Latitude: 52.5154 / 52°30'55"N
Longitude: -3.315 / 3°18'53"W
OS Eastings: 310861
OS Northings: 291644
OS Grid: SO108916
Mapcode National: GBR 9S.GNHM
Mapcode Global: VH689.H1CJ
Plus Code: 9C4RGM8P+42
Entry Name: Robert Owen Memorial Museum
Listing Date: 9 May 1988
Last Amended: 10 November 2021
Grade: II
Source: Cadw
Source ID: 8029
Building Class: Recreational
ID on this website: 300008029
Location: On the street line spanning the corner of Broad Street with Severn Street.
County: Powys
Community: Newtown and Llanllwchaiarn (Y Drenewydd a Llanllwchaearn)
Community: Newtown and Llanllwchaiarn
Locality: Newtown
Built-Up Area: Newtown
Traditional County: Montgomeryshire
Tagged with: Arts and Crafts movement Museum building
1902 by Frank Hearn Shayler of Shrewsbury. Financed partly by public subscription and partly by the Co-operative Union as a memorial to Robert Owen, and originally used as a free library. The site, which had previously been occupied by a hardware shop, was donated by Mrs Arbuthnot of Newtown Hall.
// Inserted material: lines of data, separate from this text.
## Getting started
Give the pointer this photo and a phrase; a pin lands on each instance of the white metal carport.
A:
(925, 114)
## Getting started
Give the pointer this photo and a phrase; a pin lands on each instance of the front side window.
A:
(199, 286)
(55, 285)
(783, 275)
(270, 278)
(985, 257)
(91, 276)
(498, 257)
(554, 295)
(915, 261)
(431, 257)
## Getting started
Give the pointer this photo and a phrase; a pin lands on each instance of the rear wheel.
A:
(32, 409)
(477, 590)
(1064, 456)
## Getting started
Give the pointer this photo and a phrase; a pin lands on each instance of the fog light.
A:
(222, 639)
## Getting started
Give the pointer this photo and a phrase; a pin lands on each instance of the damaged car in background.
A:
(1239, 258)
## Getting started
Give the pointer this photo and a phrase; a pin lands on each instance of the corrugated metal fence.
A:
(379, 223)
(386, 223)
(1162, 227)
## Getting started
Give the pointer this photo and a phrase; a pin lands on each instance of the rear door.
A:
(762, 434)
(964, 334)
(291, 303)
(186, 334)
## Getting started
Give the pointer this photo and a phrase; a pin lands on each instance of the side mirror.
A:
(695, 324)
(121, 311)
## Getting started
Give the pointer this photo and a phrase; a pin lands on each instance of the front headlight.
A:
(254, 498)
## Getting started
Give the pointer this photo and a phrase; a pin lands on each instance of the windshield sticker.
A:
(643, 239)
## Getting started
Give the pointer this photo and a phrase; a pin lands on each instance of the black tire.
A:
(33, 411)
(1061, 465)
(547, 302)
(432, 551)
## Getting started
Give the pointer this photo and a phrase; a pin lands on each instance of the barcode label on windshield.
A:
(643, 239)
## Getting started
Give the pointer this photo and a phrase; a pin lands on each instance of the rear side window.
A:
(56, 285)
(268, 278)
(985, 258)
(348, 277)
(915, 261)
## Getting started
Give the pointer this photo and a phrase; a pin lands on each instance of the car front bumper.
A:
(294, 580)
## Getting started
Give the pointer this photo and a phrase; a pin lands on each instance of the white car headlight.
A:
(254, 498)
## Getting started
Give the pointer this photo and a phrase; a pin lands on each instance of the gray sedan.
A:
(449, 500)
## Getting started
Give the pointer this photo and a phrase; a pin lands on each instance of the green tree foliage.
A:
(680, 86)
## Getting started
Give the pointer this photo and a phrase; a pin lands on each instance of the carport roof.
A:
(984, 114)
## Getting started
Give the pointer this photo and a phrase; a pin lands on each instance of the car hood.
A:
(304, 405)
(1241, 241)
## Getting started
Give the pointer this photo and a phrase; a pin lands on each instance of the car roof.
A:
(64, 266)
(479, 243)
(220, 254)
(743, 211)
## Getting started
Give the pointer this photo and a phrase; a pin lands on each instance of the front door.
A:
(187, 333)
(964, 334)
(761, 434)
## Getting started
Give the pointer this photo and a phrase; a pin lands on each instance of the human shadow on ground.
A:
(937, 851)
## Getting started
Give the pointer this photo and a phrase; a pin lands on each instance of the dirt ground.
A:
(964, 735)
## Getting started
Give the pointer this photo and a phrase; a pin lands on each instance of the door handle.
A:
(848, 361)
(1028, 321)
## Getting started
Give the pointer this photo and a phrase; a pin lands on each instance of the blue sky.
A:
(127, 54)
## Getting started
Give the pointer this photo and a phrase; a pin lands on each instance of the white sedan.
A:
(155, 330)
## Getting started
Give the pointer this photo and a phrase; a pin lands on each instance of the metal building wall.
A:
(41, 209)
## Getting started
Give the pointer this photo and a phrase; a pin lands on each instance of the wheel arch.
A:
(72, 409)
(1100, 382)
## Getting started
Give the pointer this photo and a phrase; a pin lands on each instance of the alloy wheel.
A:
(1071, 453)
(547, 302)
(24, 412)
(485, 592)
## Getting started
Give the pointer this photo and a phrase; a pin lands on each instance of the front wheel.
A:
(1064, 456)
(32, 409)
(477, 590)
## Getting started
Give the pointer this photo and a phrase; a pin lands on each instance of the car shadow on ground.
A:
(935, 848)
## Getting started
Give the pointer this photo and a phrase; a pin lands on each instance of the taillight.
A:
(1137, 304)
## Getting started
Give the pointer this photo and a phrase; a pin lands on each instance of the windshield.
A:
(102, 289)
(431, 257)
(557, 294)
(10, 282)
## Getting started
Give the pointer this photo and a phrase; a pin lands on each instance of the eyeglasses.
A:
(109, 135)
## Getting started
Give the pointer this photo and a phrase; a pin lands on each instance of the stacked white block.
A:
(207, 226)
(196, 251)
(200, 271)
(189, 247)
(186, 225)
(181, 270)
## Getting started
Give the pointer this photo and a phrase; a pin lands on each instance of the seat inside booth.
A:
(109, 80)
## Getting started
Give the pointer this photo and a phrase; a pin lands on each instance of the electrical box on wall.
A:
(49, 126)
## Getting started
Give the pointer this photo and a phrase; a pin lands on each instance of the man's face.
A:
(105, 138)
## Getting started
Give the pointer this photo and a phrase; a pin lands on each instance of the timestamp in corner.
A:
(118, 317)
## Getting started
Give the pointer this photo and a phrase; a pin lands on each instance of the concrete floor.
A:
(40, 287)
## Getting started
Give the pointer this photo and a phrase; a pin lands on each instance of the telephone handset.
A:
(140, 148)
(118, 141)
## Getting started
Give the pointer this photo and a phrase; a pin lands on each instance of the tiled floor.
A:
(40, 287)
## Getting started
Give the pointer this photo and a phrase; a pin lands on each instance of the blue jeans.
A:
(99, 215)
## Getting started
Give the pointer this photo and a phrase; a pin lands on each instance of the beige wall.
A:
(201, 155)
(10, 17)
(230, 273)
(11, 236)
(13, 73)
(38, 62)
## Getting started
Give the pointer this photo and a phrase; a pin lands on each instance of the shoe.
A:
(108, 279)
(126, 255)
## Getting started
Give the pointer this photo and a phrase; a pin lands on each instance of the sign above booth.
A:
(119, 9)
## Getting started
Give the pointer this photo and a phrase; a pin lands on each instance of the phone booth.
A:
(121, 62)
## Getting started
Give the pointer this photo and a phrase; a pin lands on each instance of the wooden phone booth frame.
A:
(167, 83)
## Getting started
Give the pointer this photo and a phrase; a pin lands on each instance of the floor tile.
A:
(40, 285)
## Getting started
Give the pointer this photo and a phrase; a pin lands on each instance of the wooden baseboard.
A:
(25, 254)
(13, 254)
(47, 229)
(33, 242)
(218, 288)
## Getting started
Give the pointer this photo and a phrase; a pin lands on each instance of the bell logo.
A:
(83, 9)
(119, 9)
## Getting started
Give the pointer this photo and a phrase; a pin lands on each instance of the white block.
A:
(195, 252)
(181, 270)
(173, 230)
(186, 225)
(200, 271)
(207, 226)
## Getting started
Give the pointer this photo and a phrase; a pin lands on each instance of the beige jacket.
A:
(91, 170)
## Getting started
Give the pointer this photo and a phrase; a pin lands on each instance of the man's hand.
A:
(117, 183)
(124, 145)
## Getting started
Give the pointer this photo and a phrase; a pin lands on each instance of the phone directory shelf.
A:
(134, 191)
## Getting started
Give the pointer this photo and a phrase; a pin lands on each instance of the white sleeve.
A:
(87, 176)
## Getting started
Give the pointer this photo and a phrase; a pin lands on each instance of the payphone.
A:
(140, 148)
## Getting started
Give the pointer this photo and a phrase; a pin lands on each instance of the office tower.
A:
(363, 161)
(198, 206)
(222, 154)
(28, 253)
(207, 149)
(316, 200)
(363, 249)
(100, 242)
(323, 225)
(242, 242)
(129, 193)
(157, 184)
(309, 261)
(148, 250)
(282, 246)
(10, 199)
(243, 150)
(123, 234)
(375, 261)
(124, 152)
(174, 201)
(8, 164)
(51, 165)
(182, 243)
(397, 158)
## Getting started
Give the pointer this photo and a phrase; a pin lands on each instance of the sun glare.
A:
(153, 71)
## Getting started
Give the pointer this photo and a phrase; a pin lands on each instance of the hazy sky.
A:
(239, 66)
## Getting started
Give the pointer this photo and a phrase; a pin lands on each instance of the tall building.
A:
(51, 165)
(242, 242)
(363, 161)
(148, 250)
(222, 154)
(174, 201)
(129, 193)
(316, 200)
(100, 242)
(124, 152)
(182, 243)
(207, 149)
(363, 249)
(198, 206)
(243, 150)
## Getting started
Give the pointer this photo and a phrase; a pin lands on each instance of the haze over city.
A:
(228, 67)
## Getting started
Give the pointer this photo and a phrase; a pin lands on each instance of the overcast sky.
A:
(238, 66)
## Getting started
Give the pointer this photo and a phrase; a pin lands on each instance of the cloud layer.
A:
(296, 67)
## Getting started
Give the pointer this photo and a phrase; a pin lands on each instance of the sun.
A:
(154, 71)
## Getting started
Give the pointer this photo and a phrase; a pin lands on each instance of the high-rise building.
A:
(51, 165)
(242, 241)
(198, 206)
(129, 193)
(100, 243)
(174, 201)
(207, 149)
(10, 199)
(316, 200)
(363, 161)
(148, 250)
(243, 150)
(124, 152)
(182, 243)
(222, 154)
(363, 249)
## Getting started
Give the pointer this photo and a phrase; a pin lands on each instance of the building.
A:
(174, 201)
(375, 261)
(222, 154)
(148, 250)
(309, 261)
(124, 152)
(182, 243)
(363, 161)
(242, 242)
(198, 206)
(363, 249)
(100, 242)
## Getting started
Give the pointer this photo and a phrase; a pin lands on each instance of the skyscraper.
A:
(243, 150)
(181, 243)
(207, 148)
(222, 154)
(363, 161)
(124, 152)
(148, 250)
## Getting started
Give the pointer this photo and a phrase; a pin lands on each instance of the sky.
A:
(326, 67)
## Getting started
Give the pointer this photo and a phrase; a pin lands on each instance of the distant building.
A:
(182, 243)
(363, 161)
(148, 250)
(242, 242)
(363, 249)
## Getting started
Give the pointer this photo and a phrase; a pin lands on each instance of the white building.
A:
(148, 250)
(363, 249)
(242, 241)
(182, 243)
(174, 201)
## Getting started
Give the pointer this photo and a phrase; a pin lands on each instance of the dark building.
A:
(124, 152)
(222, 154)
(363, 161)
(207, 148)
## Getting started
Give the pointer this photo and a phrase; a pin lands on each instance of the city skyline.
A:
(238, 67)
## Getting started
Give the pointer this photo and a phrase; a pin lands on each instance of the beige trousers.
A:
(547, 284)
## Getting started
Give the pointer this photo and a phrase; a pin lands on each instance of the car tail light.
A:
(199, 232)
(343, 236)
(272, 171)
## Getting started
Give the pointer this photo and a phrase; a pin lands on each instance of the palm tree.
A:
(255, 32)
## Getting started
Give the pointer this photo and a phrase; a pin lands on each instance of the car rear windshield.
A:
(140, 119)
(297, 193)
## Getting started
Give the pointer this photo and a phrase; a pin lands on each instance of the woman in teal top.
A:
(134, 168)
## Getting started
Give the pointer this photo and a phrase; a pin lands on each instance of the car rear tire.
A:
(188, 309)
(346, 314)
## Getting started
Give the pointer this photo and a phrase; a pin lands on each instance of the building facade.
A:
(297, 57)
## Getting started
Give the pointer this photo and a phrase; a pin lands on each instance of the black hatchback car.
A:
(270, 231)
Disagreements between the two groups of clients allegedly led to differing elevations, though they are remarkably harmonious. The museum opened in 1983.
Robert Owen (1771-1858) was an instigator of the co-operative movement, a founder of British socialism and a campaigner for education and improved conditions for working people and the reduction of child labour. He said in 1817 his aim was to benefit “my fellow men of every rank and description, of every country and colour”. Born in Newtown, Owen became a manager of cotton mills including New Lanark in Scotland, which became well-known as a model industrial community after Owen established free schools and an Institute for the Formation of Character there. Owen’s mills relied on slave labour in Britain’s colonies and the United States for their raw material. In principle Owen disapproved of slavery which he said would “die a natural death” within a generation if his plans to transform society and the economy were put into practice, and he praised the Republic of Mexico for abolishing slavery. He argued against immediate abolition in the British Empire though and suggested that British slaves would be worse off if they were emancipated from their “humane masters” and “urged forward beyond the present happy ignorant state in which they are”. In A New View of Society and later books Owen argued that people’s character was shaped by their environment and advocated for planned co-operative villages of workers without money or private property. In 1825 he left New Lanark and attempted to put his ideas into practice, purchasing the town of New Harmony, Indiana in the USA. Owen then moved to London where he continued to argue for social change and fairer rewards for the working class, returning to Wales near the end of his life.
An elegant and accomplished composition in an arts and crafts idiom that combines free renaissance and vernacular revival elements with gestures towards art nouveau. Mainly 2 storeys and attics, in a mix of brick, stone, timber-framing and tile-hanging. Steeply pitched tile roofs presenting an array of gables. Deep eaves and verges, plain bargeboards. The building pivots around a corner entrance block, which has doorway across angle in stone shell-hooded canopy carried on console brackets carried on half columns, and paired panel doors. Above the entrance is a two storey canted oriel with balcony at first floor, and continuous band of leaded windows beneath the overhanging eaves. This is clasped by gables on both sides: On the Broad Street elevation by an asymmetrical gabled bay, brick banded with stone to ground floor with triple-transomed window with carved head and scrolled architrave; long uprights in timber framing above, with a shallow oriel window to first floor, and a small window beneath the gable apex. To the right, facing Severn Street, a similar gable with flared decoration added to framing, is itself clasped by a tall banded chimney stack corbelled out above the ground floor, which has two similarly enriched transomed windows, with a commemorative plaque flanked by putti between them. Beyond them, the entrance block blends into a further range with a plain brick façade, a further doorway with simple timber hood, and leaded windows to ground floor. Windows in low bands in mezzanine above, immediately below the projecting tile-hanging of the upper floor, which is pierced by mullioned windows. Paired asymmetrical projecting timber-framed gables to attic storey.
Left hand elevation facing Broad Street is ashlar to ground floor, white-washed plaster to first floor, and has dark, tile-hung advanced gable carried on brackets above. 1st floor has tall canted oriel window, mullioned and transomed, with leaded lights. Narrow 1 light transomed windows in recesses flanking this to flanking recesses. Paired triple transomed windows with carved heads and leaded lights to ground floor, beneath a continuous hood mould. Putti flank commemorative plaque to centre.
Contemporary interiors.
Listed for its special architectural interest as an exceptionally fine early C20 building in an accomplished arts and crafts idiom, expressively composed and exquisitely detailed. Historical association with Robert Owen, celebrated as a socialist, educationalist and workplace reformer.